Agalinis fasciculata (Elliott) Raf.
Fasiculate False Foxglove
CC = 7
CW = 0
MOC = 18
Family - Orobanchaceae
Habit - Annual forb, hemiparasitic, often lacking a well defined taproot.
Stems - Erect, to 1 m, herbaceous but stout, terete near the base, angled in the apical half, scaberulous, puberulent, much-branched, mostly green.
Leaves - Opposite, linear, entire, antrorse strigose, acute, to 3 cm long, 1-1.5 mm broad, slightly folded, with well developed axillary fascicles. Fascicles similar in size to the subtending leaf.
Inflorescence - Axillary racemes in the upper 2/3 of the stem. Racemes very bracteate and the inflorescence appearing as just axillary flowers. Flowers single from each leaf (bract) axil, 1-2 per node, opposite. Pedicels 3-5 mm long, shorter than or equaling the calyx, glabrous, ascending. Axis of the inflorescence angled, puberulent.

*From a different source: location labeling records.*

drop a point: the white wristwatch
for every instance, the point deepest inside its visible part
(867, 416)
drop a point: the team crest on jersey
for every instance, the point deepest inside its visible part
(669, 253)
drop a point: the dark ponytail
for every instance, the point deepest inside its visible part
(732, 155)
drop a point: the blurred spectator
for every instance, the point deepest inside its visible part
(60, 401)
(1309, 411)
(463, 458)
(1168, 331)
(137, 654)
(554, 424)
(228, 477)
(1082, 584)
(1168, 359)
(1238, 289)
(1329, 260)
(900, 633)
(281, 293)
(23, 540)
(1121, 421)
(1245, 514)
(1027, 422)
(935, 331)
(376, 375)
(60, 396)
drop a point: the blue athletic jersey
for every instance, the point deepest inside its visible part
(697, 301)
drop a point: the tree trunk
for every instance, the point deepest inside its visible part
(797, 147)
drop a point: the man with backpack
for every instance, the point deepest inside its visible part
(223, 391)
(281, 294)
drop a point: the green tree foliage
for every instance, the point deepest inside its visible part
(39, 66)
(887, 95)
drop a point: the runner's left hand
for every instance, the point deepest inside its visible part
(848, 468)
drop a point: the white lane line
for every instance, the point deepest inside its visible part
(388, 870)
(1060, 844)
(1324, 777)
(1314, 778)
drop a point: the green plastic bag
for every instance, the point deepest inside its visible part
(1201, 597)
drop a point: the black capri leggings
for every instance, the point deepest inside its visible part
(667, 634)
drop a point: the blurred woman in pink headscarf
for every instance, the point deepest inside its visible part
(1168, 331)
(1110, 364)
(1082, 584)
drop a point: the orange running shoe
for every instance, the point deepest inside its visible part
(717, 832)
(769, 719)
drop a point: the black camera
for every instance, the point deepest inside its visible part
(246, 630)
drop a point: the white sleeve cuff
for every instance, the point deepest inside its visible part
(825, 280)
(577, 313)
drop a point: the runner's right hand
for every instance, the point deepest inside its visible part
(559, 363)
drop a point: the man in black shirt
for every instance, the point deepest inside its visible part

Flowers - Corolla pink, to +2cm long, 5-lobed. Corolla tube densely antrorse pubescent externally, mostly glabrous internally, contracted in the basal 5mm (the portion surrounded by the calyx). Corolla tube with pink spots and two yellow stripes internally (ventrally). Corolla lobes rounded, with pilose margins, to 1 cm broad, 1 cm long, spreading, the upper two pilose-bearded at the base internally. Stamens 4, didynamous, mostly included. Filaments pale pink to whitish, pink pilose, to 1 cm long, adnate at the apex of the contracted portion of the corolla tube. Anthers whitish, pilose dorsally, 3 mm long, 1.5 mm broad, with two acute basal lobes. Style 1, exserted beyond the corolla and from between the stamens, pale purple basally, whitish at the apex, mostly glabrous and terete, flattened and puberulent on the margins in the apical 1/3 (the stigma). Ovary superior, green, glabrous, ovoid, to 2 mm long in flower, 2-locular, with many ovules. Placentation axile. Calyx campanulate, green, glabrous, 5mm long in flower, 5-lobed. Lobes 1-1.6 mm long, triangular-attenuate with a slight keel that somewhat ribs the calyx tube in the apical 1/2. Most dorsal calyx lobe slightly larger than the others.
Fruits - Globose, glabrous, 4.5-6.0 mm. Seeds 0.6-1.0 mm long, black to dark brown.
Flowering - August - October.
Habitat - Prairies, sandy open ground, thickets, woodland edges, fallow fields.
Origin - Native to U.S.
Other info. - This striking species can be found mainly in southwestern and southeastern areas of Missouri. The plant can be identified by its big flowers (which have pink spots internally), and its linear leaves which have well developed axillary fascicles. The plant is more common in states to the south and east and extends up the east coast to Maryland. Missouri is near the northwestern extent of its range. It grows well in relatively poor, sandy soils.
Photographs taken off Lee Rd 10, Auburn, AL., 9-23-04; also at St. Joe State Park, St. Francois County, MO, 9-5-2018 (SRTurner).